Imagine a volta do dinheiro no colchão ou mesmo do escambo? Sim, porque é
lícito imaginar que as pessoas, temendo a perda da renda mensal e do
consequente poder de compra, irão fugir em desabalada carreira da nova mordida
do Leão. A saída para evitar a sobretaxação será uma espécie de
desbancalização, quer dizer, a circulação de recursos fora do sistema bancário
e as transações em dinheiro vivo, o que além de tudo pode estimular, por óbvio,
a corrupção.
A
justificativa canhestra é de que o novo tributo vai ser usado para compensar a
desoneração das folhas de pagamentos – empresários deixariam de pagar a
contribuição previdenciária patronal.
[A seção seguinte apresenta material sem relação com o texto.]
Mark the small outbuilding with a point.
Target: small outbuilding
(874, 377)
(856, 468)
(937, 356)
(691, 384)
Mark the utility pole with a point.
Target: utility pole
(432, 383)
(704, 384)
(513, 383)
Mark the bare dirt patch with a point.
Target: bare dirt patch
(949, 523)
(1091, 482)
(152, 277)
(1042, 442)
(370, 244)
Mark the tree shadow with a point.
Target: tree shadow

Trata-se de um sofisma, pois não há
garantias de ganhos de um lado, mas há certezas de incalculáveis perdas do
outro, nas faixas onde se concentram a maioria da população. Na verdade, o
imposto trará a reboque todos os cacoetes equivocados de taxação. Senão
vejamos. Ele impõe taxas em torno de 2%, e seria cobrado nas duas pontas: cada
vez que um depósito é feito em uma conta corrente, e também quando há um
resgate. Assim, a cada movimentação, seria subtraído 4% do titular (a antiga
CPMF tinha uma alíquota de 0,38%, cobrada apenas na retirada). Pior é o efeito
cumulativo da taxação. Quem recebe o seu salário ou deposita um cheque, por
exemplo, será descontado. Ao pagar uma conta, será taxado novamente. Ao
transferir o dinheiro para outra conta, cobrado mais uma vez, e assim por
diante. No caso das indústrias, que dependem de dezenas ou centenas de
fornecedores, esse efeito cascata encarece o produto e derruba a eficiência.
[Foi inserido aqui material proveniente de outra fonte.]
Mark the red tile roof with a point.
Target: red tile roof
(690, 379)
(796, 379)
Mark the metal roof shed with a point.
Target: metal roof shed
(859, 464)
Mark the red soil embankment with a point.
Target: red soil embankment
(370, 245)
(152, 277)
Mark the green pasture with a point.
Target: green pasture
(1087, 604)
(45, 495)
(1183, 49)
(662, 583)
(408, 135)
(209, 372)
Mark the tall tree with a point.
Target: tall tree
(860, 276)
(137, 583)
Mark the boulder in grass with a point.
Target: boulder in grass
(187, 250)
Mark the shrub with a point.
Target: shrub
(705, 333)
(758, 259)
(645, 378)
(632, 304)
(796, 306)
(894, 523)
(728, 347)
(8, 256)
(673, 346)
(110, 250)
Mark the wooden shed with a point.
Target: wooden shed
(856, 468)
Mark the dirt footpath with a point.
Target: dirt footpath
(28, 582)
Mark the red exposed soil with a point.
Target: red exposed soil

Mas isso não é tudo. “O efeito mais regressivo é no pagamento dos lucros e
salários, nos rendimentos em geral, que deveriam ser tributados no imposto de renda”,
lamenta o advogado e economista Eduardo Fleury. “Vai afetar mais a classe média
do que das classes mais altas. O principal dano está no que faz no processo
produtivo. Você acaba criando mais impostos nas cadeias que têm mais elos. ”
O
tributo, já rejeitado pelo País, é a menina dos olhos do economista Marcos
Cintra, secretário da Receita Federal. Cintra é obcecado há décadas pela
criação de um imposto único, que viria paralelo à CP a partir da unificação de
impostos federais (como PIS, Cofins e IOF arrecadatório), mas ele nunca havia
conseguido emplacar a proposta no Brasil. Por mais que Cintra queira recorrer a
eufemismos, como se tentasse dourar uma pílula de travo amargo, a CP guarda
mais semelhança com a velha CPMF do que com o fetiche do único imposto. Não por
acaso, ela é rechaçada por economistas de todas as tendências, de liberais a
nacionais desenvolvimentistas. É uma espécie de unanimidade negativa. Pode-se
dizer que, no auge do acirrado Fla-Flu de ideias, que perpassa pela política,
mas também pela economia, se há algo que une todas as correntes de
especialistas é a natureza nefasta do que quer se propor como novo imposto.
Além
do crescimento da informalidade, a tributação favorece a economia subterrânea,
que tende a crescer via criptomoedas, meios internacionais de difícil
rastreamento e contas no exterior. Contra isso, um dos argumentos em sua defesa
é o aumento da base de tributação – Cintra fala em expansão de até 30% -, já
que todos são atingidos. Mas especialistas também apontam que, com o tempo, a
arrecadação diminui. Cálculos preliminares da Receita indicam que poderia gerar
R$ 1 trilhão em dez anos. “A capacidade de arrecadação é bastante duvidosa”,
argumenta Eduardo Fleury.
Por
ser tão deletério, praticamente nenhum país do mundo desenvolvido usa esse tipo
de imposto. A Austrália tentou, nos anos 80, e o abandonou. Já na América
Latina os governantes gostam de utilizá-lo – com maus resultados. Entre outros
problemas, o tributo diminui os depósitos nos bancos e, com isso, prejudica o crédito.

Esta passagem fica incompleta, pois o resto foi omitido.